Четыре дня с Ильей Муромцем (Орешкин) - страница 65

«Лишь бы стрела у него не сорвалась!» — мелькнула у меня мысль, ибо я уже понял, что, если человек не выстрелил сразу, значит, убивать меня он не собирается. Стрелок, все так же нехорошо усмехаясь, медленно опустил лук. Я вздохнул с облегчением и перевел взгляд на других, окруживших меня людей. Прежде всего я узнал Волчату в его красном плаще. Потом детину с узловатой дубиной и, наконец, того, в коричневой с белым пятном меховой безрукавке, который выслеживал нас.

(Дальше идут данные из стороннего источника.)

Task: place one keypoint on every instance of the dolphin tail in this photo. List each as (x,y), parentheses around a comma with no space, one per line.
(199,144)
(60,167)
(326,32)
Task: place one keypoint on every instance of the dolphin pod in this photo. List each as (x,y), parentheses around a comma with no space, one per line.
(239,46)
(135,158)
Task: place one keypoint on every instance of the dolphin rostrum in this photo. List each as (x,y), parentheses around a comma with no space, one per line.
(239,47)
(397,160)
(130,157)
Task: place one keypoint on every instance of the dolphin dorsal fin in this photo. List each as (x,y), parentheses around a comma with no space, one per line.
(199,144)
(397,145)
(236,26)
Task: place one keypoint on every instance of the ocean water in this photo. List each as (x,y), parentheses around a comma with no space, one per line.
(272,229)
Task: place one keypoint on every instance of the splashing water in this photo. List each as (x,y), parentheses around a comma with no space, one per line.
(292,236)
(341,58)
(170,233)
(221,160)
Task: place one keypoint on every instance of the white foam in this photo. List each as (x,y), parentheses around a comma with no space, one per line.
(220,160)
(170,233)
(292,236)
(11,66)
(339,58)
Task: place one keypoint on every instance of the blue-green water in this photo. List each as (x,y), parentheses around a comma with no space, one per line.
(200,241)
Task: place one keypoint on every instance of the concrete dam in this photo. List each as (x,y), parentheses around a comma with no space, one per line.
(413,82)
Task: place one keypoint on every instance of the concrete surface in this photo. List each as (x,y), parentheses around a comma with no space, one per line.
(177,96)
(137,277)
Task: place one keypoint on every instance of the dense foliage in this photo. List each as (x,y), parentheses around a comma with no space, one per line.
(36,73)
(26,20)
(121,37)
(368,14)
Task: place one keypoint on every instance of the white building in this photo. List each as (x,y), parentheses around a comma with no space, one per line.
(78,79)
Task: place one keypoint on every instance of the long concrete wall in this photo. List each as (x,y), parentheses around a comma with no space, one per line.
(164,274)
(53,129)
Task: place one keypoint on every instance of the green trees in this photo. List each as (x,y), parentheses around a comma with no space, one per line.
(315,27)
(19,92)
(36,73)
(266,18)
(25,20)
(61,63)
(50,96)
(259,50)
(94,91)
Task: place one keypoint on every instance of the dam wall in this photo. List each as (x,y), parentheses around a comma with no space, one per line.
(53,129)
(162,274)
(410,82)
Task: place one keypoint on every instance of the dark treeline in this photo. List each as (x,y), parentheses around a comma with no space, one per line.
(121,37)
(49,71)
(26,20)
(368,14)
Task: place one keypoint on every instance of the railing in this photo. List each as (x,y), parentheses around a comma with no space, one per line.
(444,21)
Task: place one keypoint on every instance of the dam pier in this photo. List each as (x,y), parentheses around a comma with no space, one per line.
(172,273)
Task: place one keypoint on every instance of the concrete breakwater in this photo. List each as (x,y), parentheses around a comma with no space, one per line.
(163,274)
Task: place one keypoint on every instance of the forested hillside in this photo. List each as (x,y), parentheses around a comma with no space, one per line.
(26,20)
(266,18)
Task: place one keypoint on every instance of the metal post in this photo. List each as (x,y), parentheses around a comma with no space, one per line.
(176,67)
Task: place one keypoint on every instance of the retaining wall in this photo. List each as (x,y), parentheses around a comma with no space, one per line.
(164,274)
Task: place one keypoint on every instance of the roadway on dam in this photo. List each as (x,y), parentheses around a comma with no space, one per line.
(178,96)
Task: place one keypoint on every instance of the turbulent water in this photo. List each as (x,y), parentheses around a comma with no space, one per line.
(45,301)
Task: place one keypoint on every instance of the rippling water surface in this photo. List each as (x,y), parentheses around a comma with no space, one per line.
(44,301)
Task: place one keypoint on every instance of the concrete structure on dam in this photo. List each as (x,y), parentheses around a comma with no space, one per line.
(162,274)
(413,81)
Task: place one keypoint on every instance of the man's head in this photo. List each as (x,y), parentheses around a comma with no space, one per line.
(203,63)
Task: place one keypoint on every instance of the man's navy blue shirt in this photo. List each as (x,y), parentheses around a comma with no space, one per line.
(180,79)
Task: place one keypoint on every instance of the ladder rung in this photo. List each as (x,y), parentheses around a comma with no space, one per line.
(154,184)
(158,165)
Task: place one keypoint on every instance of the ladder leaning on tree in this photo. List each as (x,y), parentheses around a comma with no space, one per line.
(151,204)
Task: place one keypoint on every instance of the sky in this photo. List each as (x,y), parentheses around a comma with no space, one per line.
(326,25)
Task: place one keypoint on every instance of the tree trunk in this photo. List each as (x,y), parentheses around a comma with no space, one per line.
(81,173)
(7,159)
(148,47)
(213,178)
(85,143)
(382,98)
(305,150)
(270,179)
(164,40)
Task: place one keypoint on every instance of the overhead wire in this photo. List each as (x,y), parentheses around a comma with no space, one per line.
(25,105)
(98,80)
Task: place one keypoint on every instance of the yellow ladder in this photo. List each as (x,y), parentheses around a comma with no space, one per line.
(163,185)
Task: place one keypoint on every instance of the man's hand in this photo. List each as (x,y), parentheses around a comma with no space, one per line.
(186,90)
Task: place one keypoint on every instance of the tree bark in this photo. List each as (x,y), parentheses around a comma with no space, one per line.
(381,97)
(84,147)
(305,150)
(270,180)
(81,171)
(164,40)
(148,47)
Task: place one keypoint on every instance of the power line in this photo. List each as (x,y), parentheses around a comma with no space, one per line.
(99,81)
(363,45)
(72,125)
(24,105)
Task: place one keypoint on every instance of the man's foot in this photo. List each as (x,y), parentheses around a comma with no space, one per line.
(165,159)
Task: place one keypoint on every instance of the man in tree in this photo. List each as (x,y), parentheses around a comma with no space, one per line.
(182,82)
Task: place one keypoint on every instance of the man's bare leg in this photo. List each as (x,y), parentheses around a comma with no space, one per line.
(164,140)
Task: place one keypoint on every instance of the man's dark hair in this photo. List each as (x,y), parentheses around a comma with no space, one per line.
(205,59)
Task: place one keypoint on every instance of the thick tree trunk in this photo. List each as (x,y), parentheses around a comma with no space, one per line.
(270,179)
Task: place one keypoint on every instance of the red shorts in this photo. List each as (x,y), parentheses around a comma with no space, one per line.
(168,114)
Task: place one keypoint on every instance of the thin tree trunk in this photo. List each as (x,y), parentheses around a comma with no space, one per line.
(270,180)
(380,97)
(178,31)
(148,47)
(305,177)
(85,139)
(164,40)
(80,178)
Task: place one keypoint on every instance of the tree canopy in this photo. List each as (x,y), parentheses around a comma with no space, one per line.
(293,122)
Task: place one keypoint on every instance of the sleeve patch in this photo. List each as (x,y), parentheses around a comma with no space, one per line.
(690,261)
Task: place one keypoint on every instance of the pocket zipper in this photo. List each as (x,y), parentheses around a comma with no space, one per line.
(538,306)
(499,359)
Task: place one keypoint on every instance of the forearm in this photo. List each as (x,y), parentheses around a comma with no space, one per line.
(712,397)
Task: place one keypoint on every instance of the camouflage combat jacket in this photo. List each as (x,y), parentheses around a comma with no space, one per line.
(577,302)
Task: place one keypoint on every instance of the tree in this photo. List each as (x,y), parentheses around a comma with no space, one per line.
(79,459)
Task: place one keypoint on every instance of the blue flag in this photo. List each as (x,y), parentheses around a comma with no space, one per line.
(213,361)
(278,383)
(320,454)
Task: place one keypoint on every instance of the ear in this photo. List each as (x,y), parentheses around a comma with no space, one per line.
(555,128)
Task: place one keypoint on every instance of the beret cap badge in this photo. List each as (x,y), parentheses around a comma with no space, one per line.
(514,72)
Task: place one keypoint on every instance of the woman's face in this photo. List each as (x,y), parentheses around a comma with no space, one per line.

Итак, вся их бандитская компания была в сборе. Сейчас меня свяжут, посадят на коня и умчат в неизвестном направлении. И Илья Муромец ничего не успеет сделать. Он ведь еще далеко. Прощай, Зорянка, прощай, кузнец, прощай, мой злосчастный вертолетик…

— С этим хлопот не будет, — сказал Волчата, кивнув в мою сторону. — Небось уже в штаны намочил. Кузнеца с девчонкой тоже живыми возьмем. За кузнеца кочевники не меньше пяти коней нам дадут. Умелец! Главное — Илью стрелами сбить. В рукопашном бою его не возьмешь. Только из засады можно. Он без кольчуги едет. В грудь ему цельтесь.

Я поразился: выходит, они охотились совсем не за мной, а за Ильей Ивановичем?

— Как бы нам за Муромца от князя Владимира беды не принять, — неуверенно сказал один из бандитов.

— Много ты знаешь! — рассмеялся Волчата. — Да он рад будет. Ему Муромец поперек горла как кость стоит. А ну, по местам! Стрелять всем сразу, как только я свистну. Ты, Шершень, отрока на себя возьми. Ежели пискнет, в горло нож — и дело с концом! Понял?

Тот, что был в меховой безрукавке, подошел вплотную, приставил большой нож к моему горлу и сказал, усмехнувшись:

— Чего не понять…

Острие широкого, длинного ножа царапнуло мне кожу на шее. Я содрогнулся от ужаса. Такому что курицу зарезать, что человека — никакой разницы. Толкнет вперед руку и — все!

Я представил себе, как лезвие ножа с хрустом входит в горло, и чуть было не закричал от страха и жалости к самому себе. Но тут же опомнился, потому что именно кричать-то мне и нельзя было. Я стоял на грани смерти и жизни, не смея пошевелиться. Вокруг порхали, перелетая с ветки на ветку, какие-то птички. Ярко светило солнце, тихо журчала вода в ручейке. И невозможно было поверить, что через секунду все это может кончиться, навсегда исчезнуть. Вернее, все это останется, а меня не будет. Это было столь чудовищным и несправедливым, что я опять едва не закричал. Шершень поглядел на меня внимательно и чуть-чуть надавил мне на горло своим страшным ножом.

Я судорожно вздохнул и вдруг подумал о том, что где-то совсем уже близко Илья Иванович. Едет не спеша, в распахнутой на груди рубахе, ничего не подозревающий и фактически безоружный. Он спокоен, он знает, что я ускакал вперед, он надеется на меня, он не ждет нападения! Я представил себе, как он выедет на эту полянку, как подъедет поближе к этому родничку и как несколько стрел сразу проткнут ему грудь. Нет, этого никак нельзя допустить! Надо закричать, надо предупредить его.